As an example of a weak classifier, we consider “decision stumps,” which are a trivial special case of decision trees. A decision stump has the following form:
$$f(\mathbf{x})=s\left(x_k>c\right)$$
where the value in the parentheses is 1 if the $k$-th element of the vector $\mathbf{x}$ is greater than $c$, and -1 otherwise. The scalar $s$ is either -1 or 1 which allows one the classifier to respond with class 1 when $x_k \leq c$. Accordingly, there are three parameters to a decision stump:

$c \in \mathbb{R}$

$k \in{1, \ldots K}$, where $K$ is the dimension of $\mathbf{x}$, and

$s \in{-1,1}$
Because the number of possible parameter settings is relatively small, a decision stump is often trained by brute force: discretize the real numbers from the smallest to the largest value in the training set, enumerate all possible classifiers, and pick the one with the lowest training error. One can be more clever in the discretization: between each pair of data points, only one classifier must be tested (since any stump in this range will give the same value). More sophisticated methods, for example, based on binning the data, or building CDFs of the data, may also be possible.
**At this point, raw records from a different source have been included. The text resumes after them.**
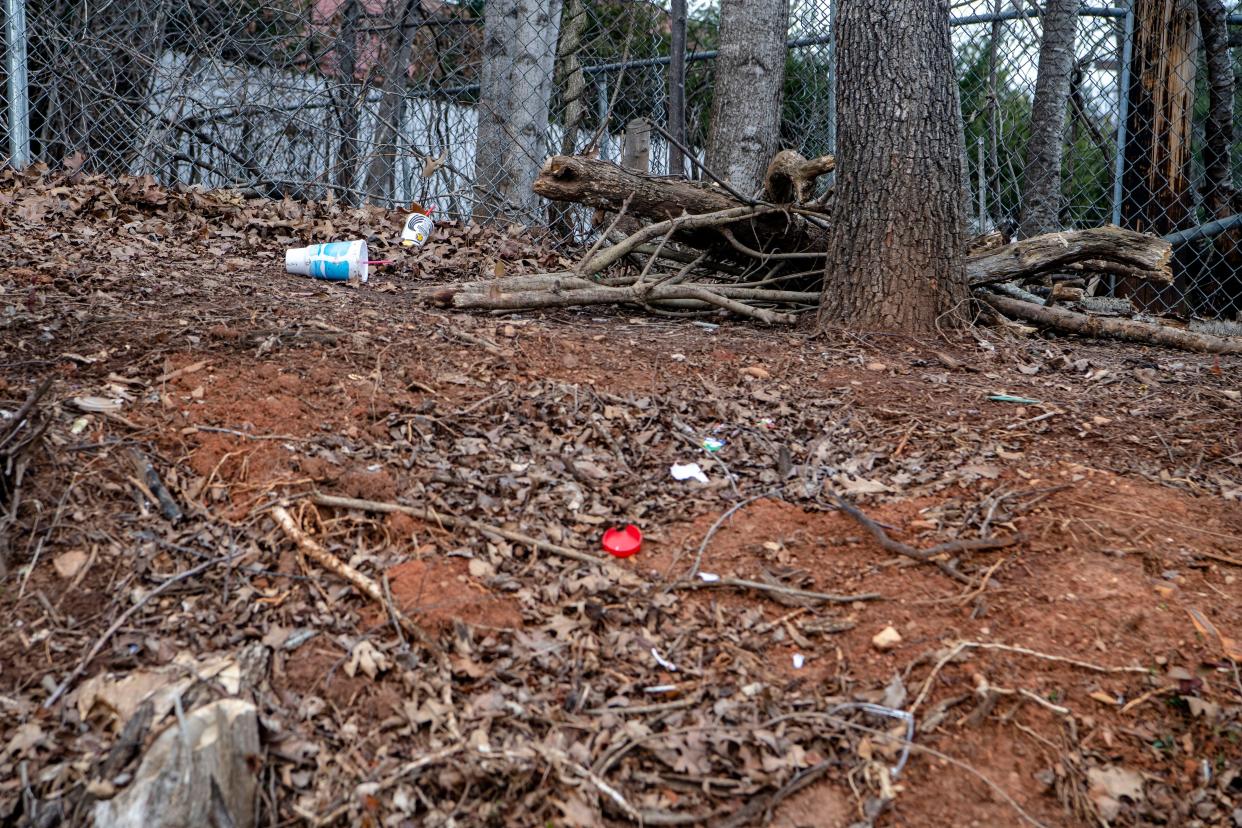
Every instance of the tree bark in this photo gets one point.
(381, 173)
(1219, 126)
(1103, 250)
(747, 98)
(1104, 328)
(606, 186)
(896, 238)
(1041, 210)
(1156, 184)
(519, 44)
(677, 86)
## 计算机代写|机器学习代写Machine Learning代考|Why does it work?

There are many different ways to analyze AdaBoost; none of them alone gives a full picture of why AdaBoost works so well. AdaBoost was first invented based on optimization of certain bounds on training, and, since then, a number of new theoretical properties have been discovered.

Loss function view. Here we discuss the loss function interpretation of AdaBoost. As was shown (decades after AdaBoost was first invented), AdaBoost can be viewed as greedy optimization of a particular loss function. We define $f(\mathbf{x})=\frac{1}{2} \sum_m \alpha_m f_m(\mathbf{x})$, and rewrite the classifier as $g(\mathbf{x})=$ $\operatorname{sign}(f(\mathbf{x}))$ (the factor of $1 / 2$ has no effect on the classifier output). AdaBoost can then be viewed as optimizing the exponential loss:
$$L_{\exp }(\mathbf{x}, y)=e^{-y f(\mathbf{x})}$$
so that the full learning objective function is
$$E=\sum_i e^{-\frac{1}{2} y_i \sum_{m=1}^M \alpha_m f_m(\mathbf{x})}$$
which must be optimized with respect to the weights $\alpha$ and the parameters of the weak classifiers. The optimization process is greedy and sequential: we add one weak classifier at a time, choosing it and its $\alpha$ to be optimal with respect to $E$, and then never change it again. Note that the exponential loss is an upper-bound on the $0-1$ loss:
$$L_{\exp }(\mathbf{x}, y) \geq L_{0-1}(\mathbf{x}, y)$$
Hence, if exponential loss of zero is achieved, then the 0-1 loss is zero as well, and all training points are correctly classified.